Grazie del commento. Infatti uno dei problemi principali dal mio punto di vista è la volontarietà. Se ai detenuti venisse data la facoltà di scegliere, per quanto riguarda loro il problema sarebbe risolto: essi non sarebbero usati come mezzi dallo stato ma potrebbero scegliere liberamente di rendersi utili, che è una cosa ben diversa. Rimarrebbe tuttavia il problema della distorsione del mercato (che non è un problema solo economico) prodotto da questa forma di interventismo statale come da ogni altra forma di interventismo statale.
non ci vedo niente di strano… il mercato del lavoro (come tutti i mercati) è SEMPRE per natura dominato da rapporti di FORZA, la “volontà” è una favola religiosa molto simpatica agli sfruttatori.
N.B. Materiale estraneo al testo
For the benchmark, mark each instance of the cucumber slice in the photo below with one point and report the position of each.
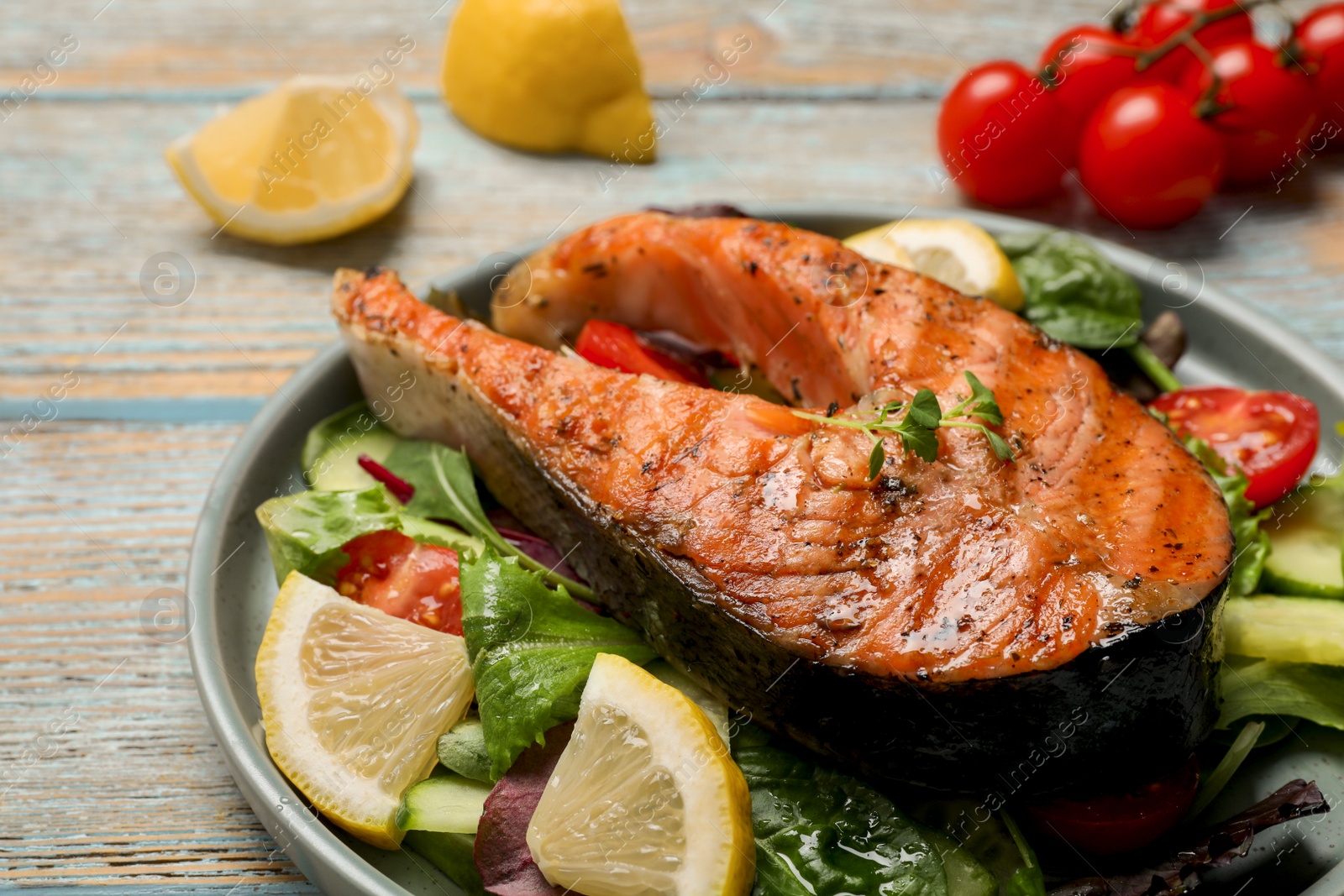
(1285, 629)
(333, 449)
(463, 750)
(338, 468)
(454, 855)
(669, 674)
(449, 804)
(1305, 537)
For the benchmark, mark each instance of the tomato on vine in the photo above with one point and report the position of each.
(1160, 20)
(1320, 38)
(1088, 63)
(999, 136)
(1147, 160)
(1268, 107)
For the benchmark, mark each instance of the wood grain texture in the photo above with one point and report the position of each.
(835, 102)
(91, 201)
(866, 47)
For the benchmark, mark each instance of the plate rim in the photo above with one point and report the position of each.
(324, 859)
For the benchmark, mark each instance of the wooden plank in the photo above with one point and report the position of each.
(108, 770)
(92, 201)
(799, 46)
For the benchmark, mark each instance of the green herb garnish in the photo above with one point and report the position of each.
(922, 416)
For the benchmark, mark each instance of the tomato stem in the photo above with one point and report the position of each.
(1198, 20)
Lei si sbaglia. Il mercato è il luogo in cui, all’interno della legge intesa come principio generale e astratto, si esprimono i rapporti di “forza” intesa come capacità contrattuale. Se il mercato è dominato dalla forza intesa come coercizione esso semplicemente non è mercato. Come dice Antiseri, economia di mercato e stato di diritto nascono e muoiono assieme. Laddove c’è libertà di contratto non c’è coercizione. Dove c’è coercizione non c’è libertà di contratto e quindi non c’è mercato (un sequestratore non è un capitalista).
come no! forse nelle fiabe…
l’accumulazione ORIGINARIA di capitale è sempre, in tutto il mondo, stata fatta con la VIOLENZA… qualcuno si prende con la violenza tutto il capitale disponibile (la terra, in origine)… gli altri come mangiano? devono rivolgersi al “qualcuno”, che essendo monopolista del capitale può offrire loro la “libera scelta”: o una banana nel deretano o le frustate.
questa è la vostra libertà!
E dove sarebbe la libertà allora? Nell’affidare le risorse ad una autorità superiore che sarà sempre efficiente ed egualitaria con tutti e non ne approfitterà mai? L’autorità è al pari di un capitalista, con l’unico vantaggio di godere di una sorta di alone mistico di superiorità e di monopolio. Non possono esistere oltre a lei altri capitalisti, più o meno generosi poco importa, più o meno amati,più o meno scelti all’interno di un libero mercato da chi quelle risorse non le ha per poterci commercializzare per averle.
Non è il fatto che c’è un rapporto di forza, ma c’è la necessita degli uomini di avere quelle risorse. O si fa in modo di vivere in un capitalismo, ovvero con la possibilità che chiunque possa diventare possessore delle risorse e pertanto ci possa essere una selezione da parte della gente dei migliori (quelli che offrono le risorse al miglio rapporto qualità/prezzo). Oppure si affidano le risorse al capitalista centrale, senza la garanzia che poi esso sia “il più bravo” o che comunque continui ad esserlo con costanza nel futuro; questa è la deriva del socialismo.
Meglio i lavori forzati che stare in una cella a vegetare tutto il giorno senza imparare un cazzo.
Ma da una con quella faccia di sfinge egiziana, cosa vuoi aspettarti Leo ?
ovviamente la notizia rallegrerà i giustizialisti, moralisti 4 stagioni, i mercanti del tempio, di cui l’Italia pullula da Lampedusa al Brennero. Anche per la sfinge egiziana, c’è un lampione e una piazzale loreto. Non temere.